Pfizer Netherlands has started a radio campaign against Viagra spam, warning consumers that 97 per cent of the pills offered are counterfeit.
Radio commercials on public broadcast radio and Sky Radio also warn purchasers that many of the illegal drugs are unapproved and may not contain the real chemical.
Pfizer is citing a report by the Dutch National Institute for Public Health and the Environment (RIVM), which says that falsifications are a risk to public health. Many of the pills are produced without adequate quality control, although the pills and the packaging can appear to be the same.

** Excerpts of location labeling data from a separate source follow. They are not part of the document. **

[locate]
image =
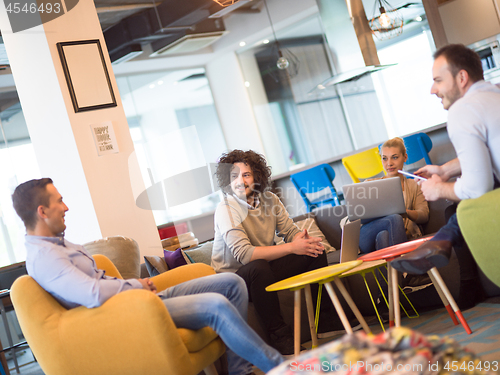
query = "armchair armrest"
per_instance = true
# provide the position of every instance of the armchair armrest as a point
(181, 274)
(116, 330)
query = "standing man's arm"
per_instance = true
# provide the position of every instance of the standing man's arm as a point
(302, 244)
(468, 135)
(445, 171)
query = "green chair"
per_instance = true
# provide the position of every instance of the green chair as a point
(480, 225)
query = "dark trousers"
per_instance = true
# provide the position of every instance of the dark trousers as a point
(451, 232)
(260, 273)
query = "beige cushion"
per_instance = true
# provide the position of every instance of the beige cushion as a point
(155, 264)
(312, 230)
(122, 251)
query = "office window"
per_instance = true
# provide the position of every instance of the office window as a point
(302, 126)
(19, 164)
(404, 90)
(175, 129)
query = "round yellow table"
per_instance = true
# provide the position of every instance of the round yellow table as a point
(320, 276)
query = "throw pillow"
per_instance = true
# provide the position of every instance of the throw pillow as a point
(312, 230)
(155, 265)
(175, 258)
(201, 254)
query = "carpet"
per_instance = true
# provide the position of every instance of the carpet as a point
(483, 319)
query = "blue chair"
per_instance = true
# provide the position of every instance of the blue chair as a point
(418, 147)
(315, 180)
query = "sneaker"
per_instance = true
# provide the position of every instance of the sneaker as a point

Some rogue pharmacies claim to sell "legal generic Viagra", which doesn't even exist, as Pfizer's patents are still in place. Others claim the drug meets World Health Organization (WHO) standards, although the WHO does not ensure the quality or safety of drugs.
Fifty five per cent of Dutch men say they receive Viagra spam. Of those, 85 per cent say they are annoyed by it. About 46 per cent of people that receive Viagra spam think that Pfizer sends out these solicitations, a spokesman for the firm says. "We get a lot of phone calls from people asking us why we do this."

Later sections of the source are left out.